Couverture sobre, bien que le vernis sélectif soit très réussi, illustration intrigante, que de bons éléments pour se sentir attiré, happé par ces pages. De la belle ouvrage que cette couverture. La présentation met également l’eau à la bouche :

Billy Harrow, spécialiste des céphalopodes, anime des visites au Muséum d’Histoire Naturelle de Londres, dont l’Architeuthis dux est la pièce majeure.
Lorsque l’animal de huit mètres et son immense cage de verre disparaissent sans aucune effraction, la vie de Billy bascule. Une brigade secrète de la police vient l’interroger et le met bientôt en garde contre la secte des adorateurs du dieu Kraken. Mais ces derniers ne sont pas les seuls à vouloir s’emparer du biologiste : des individus impossibles émergent des profondeurs de Londres et traquent désormais Billy, détenteur malgré lui du secret millénaire de la mythique créature des abysses…

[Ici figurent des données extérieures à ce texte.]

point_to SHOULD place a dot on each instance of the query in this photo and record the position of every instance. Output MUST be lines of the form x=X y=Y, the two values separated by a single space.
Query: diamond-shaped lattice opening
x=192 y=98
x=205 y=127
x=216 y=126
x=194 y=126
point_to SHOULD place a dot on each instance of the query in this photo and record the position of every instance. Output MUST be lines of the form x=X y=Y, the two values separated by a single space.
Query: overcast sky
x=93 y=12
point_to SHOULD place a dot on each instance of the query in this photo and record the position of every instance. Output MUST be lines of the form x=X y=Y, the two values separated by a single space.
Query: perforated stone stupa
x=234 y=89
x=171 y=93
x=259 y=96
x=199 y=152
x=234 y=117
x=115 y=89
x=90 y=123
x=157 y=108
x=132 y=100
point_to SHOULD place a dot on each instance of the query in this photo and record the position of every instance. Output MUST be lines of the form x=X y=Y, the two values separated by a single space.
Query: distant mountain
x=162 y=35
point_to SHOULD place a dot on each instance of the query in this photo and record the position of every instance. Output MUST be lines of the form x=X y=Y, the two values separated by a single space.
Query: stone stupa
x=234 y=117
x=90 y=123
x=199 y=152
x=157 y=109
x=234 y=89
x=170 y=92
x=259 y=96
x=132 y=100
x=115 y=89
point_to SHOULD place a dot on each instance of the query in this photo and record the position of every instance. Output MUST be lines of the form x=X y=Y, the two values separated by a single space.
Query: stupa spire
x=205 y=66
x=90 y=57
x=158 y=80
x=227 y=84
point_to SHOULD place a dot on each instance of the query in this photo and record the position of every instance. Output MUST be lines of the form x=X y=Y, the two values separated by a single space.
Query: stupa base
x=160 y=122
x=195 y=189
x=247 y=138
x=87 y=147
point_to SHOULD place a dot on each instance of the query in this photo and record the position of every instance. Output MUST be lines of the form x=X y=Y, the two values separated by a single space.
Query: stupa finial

China Miéville est connu pour son imaginaire débridé, je m’attendais donc à un récit particulièrement surprenant. Je ne fus pas déçu puisque l’idée de départ du roman (le kraken géant du Museum de Londres a été volé, sans que l’on sache comment) paraît en soi assez loufoque et semble entraîner sur des voies toujours plus étonnantes. En partant de ce constat de vol, l’auteur aurait pu complètement perdre la maîtrise de son roman, le laissant partir dans des théories alambiquées et non crédibles. Or il parvient, par le biais du très humain Billy Harrow, à nous tracer un scénario bien entendu très complexe mais aussi et surtout parfaitement équilibré. En effet il maîtrise de bout en bout son sujet et nous entraîne dans un délire ésotérique mêlé de thriller, complété par une touche de fantastique et de mysticisme pour produire l’un des romans les plus surprenants de 2013. Car oui, China Miéville est un habitué des prix mais le moins que l’on puisse dire est qu’il fait tout pour les mériter. Chaque fois ses romans prennent le lecteur à contre-pied dans un univers éditorial où l’innovation est difficile.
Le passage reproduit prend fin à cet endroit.